Bring On More Solar And Wind - But Have Backup Power And Energy Storage

Like many utilities, the Omaha Public Power District has a net-zero goal by 2050 — something that it expects to achieve by increasing the use of green energy. And like all power companies, Omaha’s plan includes the use of flexible energy sources that can kick on when the sun stops shining.

Everyone already knows that wind and solar energy are intermittent fuels. They must be firmed up by energy storage or fast-starting generation that ideally is also carbon-free. Most often, natural gas is used as the safety net. But the makers of electric power generators are now creating multi-purpose engines and turbines that are future-proofed and that are also able to run, for example, on hydrogen.

“To build a sustainable future, we need to decarbonize step-by-step,” says Håkan Agnevall, chief executive of Wärtsilä Corporation, in a Zoom conversation with this writer from his office in Finland. “Some of the major solutions will be wind and solar. But they have challenges. So you then need ‘balancing power.’

“There are different technologies: pistons and battery storage are two of the major solutions,” adds Agnevall. “The great thing is that they are flexible and can quickly ramp up and down. They perfectly fit intermittent sources and they can also be flexible in terms of what types of fuels they use. In two minutes you can ramp up 10 megawatts. This is fast.”

Today, for example, Wärtsilä’s engines can incorporate as much as 25% hydrogen that is blended with natural gas. But the company is working hard to ensure that those engines can operate completely on hydrogen — and ideally “green hydrogen” that is produced from clean energy sources. The engines will be “future-proofed,” meaning that utilities would not have stranded assets a decade from now. General Electric, Siemens, and Mitsubishi Heavy Electricals are among the other manufacturers of power generation equipment.

As for the Omaha Public Power District, its backup generation is a 156-megawatt multi-fuel engine power plant. It will grow that facility with 400-600 megawatts of utility-scale solar generation that connects to the grid. It just signed a contract with Wärtsilä for the backup plant to begin operations in May 2023. Already, Wärtsilä has installed a total of 74,000 megawatts of power plant capacity in 180 countries. It has also installed 80 energy storage systems around the globe.
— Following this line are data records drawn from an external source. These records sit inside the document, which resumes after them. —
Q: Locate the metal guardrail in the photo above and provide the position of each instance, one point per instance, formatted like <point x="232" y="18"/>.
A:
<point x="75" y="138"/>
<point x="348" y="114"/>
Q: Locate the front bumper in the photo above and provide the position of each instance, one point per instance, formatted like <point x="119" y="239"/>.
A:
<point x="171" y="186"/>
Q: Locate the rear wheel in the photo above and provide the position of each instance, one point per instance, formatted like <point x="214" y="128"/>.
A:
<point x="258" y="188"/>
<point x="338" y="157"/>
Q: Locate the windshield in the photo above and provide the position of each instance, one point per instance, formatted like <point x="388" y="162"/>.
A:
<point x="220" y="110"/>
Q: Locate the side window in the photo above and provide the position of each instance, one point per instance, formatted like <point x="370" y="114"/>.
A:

How big is the market for flexible power — fuels that can firm up intermittent sources? Across the most developed countries in the world known as the G20, more than 3,500,000 megawatts of such flexibility is needed to get to 100% renewable energy, says Wärtsilä’s Atlas of 100% Renewable Energy. That includes 933,000 megawatts of flexible natural gas power capacity.

Charging Forward
At the same time, Wärtsilä is providing advanced energy storage services. It just installed 200 megawatts of such capacity in Texas: the Madero and Ignacio energy storage plants, for example, will support the Electric Reliability Council of Texas, which orders up generation sources and operates the grid for much of the state. The systems are expected to be fully operational in January 2022.

“Battery storage is growing rapidly in the United States, Australia, and Asia,” says Wärtsilä’s Agnevall. “It provides shorter support — between four to eight hours. We use lithium-ion batteries. They provide real value: if you have this power available, it can be sold to other buyers when demand is high. The combustion engines used as backup are for the long-term swings.”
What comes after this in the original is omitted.